# Usando o algoritmo customizado no SageMaker

## Criando o setup do ambiente

In [2]:
# S3 prefix
prefix = 'martinig-sagemaker'

# Define IAM role
import boto3
import re
import os
import numpy as np
import pandas as pd
import sagemaker as sage
from sagemaker import get_execution_role
from time import gmtime, strftime

sess = sage.Session()

role = get_execution_role()

## Efetuando o upload do dado de exemplo

In [3]:
WORK_DIRECTORY = 'data'
data_location = sess.upload_data(WORK_DIRECTORY, key_prefix=prefix)

## Criando o Estimator do SageMaker e inicializando o treino

In [4]:
account = sess.boto_session.client('sts').get_caller_identity()['Account']
region = sess.boto_session.region_name
# imagem do container customizado que fizemos upload no S3
image = '{}.dkr.ecr.{}.amazonaws.com/scikittest:latest'.format(account, region)

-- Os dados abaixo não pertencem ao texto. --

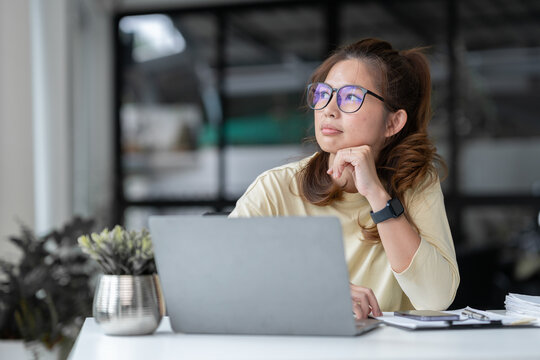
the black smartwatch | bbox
[370,198,404,224]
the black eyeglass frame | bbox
[306,82,385,113]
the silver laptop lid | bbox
[149,216,363,336]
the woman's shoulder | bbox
[231,154,315,217]
[403,171,444,208]
[241,154,314,195]
[255,154,314,183]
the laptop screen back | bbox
[149,216,359,336]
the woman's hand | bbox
[350,283,382,319]
[327,146,387,201]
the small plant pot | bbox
[93,274,165,335]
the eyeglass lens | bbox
[307,83,365,113]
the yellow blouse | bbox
[229,155,460,311]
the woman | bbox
[229,38,459,319]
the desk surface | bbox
[70,317,540,360]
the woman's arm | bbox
[366,187,421,273]
[329,145,459,309]
[390,183,460,310]
[328,145,421,272]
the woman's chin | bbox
[316,138,339,154]
[318,142,352,155]
[317,144,337,155]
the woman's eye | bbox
[344,94,361,102]
[312,91,330,101]
[316,91,330,100]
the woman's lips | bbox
[321,126,342,135]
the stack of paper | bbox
[505,293,540,325]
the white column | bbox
[0,0,34,260]
[30,0,72,234]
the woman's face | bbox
[314,59,389,156]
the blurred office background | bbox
[1,0,540,312]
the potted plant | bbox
[0,217,97,360]
[77,226,165,335]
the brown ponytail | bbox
[298,38,446,243]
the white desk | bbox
[70,317,540,360]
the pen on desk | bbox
[462,309,490,321]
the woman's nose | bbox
[323,93,340,118]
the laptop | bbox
[149,215,381,336]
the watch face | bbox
[390,198,404,217]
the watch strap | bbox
[370,198,404,224]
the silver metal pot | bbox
[93,274,165,335]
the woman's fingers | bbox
[334,148,354,178]
[350,284,383,318]
[328,146,385,198]
[361,287,382,317]
[352,294,371,319]
[352,300,367,319]
[329,146,369,179]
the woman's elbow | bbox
[412,271,460,310]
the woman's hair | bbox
[297,38,446,243]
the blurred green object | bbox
[0,217,97,359]
[199,113,313,146]
[78,226,156,276]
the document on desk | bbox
[376,307,538,330]
[505,293,540,325]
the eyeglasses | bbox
[306,82,384,113]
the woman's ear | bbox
[385,109,407,138]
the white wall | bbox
[0,0,34,260]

tree = sage.estimator.Estimator(image,
                       role, 1, 'ml.c5.2xlarge',
                       output_path="s3://{}/output".format(sess.default_bucket()),
                       sagemaker_session=sess)

tree.fit(data_location)

2020-05-31 23:34:52 Starting - Starting the training job...
2020-05-31 23:34:54 Starting - Launching requested ML instances......
2020-05-31 23:36:06 Starting - Preparing the instances for training...
2020-05-31 23:36:38 Downloading - Downloading input data...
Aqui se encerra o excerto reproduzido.